Spec justification for & # x80; to & # x9F; in UTF-8 documents browser behavior wanted

HTML 4.01 specs about hexadecimal symbolic links

In numeric symbolic links, the position of the character code in the character set of the document is indicated.

So, if the document character set encoding is UTF-8, numeric references must indicate a Unicode code point.

HTML5 specification for hexadecimal character references

The ampersand should be followed by the character U + 0023 NUMBER SIGN (#), followed by either the U + 0078 LATIN SMALL LETTER X character (x) or the character U + 0058 LATIN CAPITAL LETTER X (X), which should then be followed by one or more digits in the range U + 0030 DIGIT ZERO (0) - U + 0039 DIGIT NINE (9), U + 0061 LATIN SMALL LETTER A to U + 0066 LATIN SMALL LETTER F and U + 0041 LATIN CAPITAL LETTER A to U + 0046 LATIN CAPITAL A LETTER F representing an integer of sixteen which corresponds to a Unicode code point, which is permitted as defined below.

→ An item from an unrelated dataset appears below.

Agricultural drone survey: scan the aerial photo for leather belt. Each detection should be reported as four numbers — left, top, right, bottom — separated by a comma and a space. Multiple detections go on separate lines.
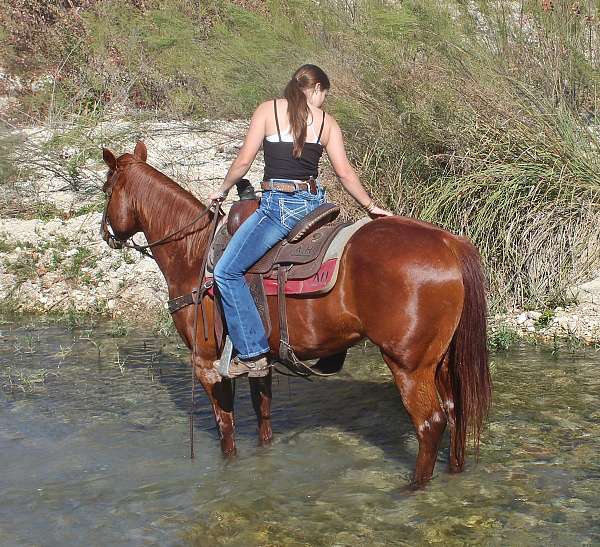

Then the numbers must be followed by U + 003B SEMICOLON symbol (;).

The document character set is not mentioned, and it just says that the numeric value identifies the Unicode code point.

But it seems that all the modern browsers (I haven't tested older ones) treat & # x80; through & # x9F; as if they were referencing Windows-1252

For example, & # x80; displays , but U + 0080 isn't the code point for , U + 20AC is. And the Unicode code point for U + 0080 is defined as PAD

& # x20AC; also (correctly) displays .

Is this just the pragmatic behavior of browsers, or is there an excuse for the spec I'm missing?

[Note that decimal references have the same behavior. I just used hexadecimal for clarity and consistency.]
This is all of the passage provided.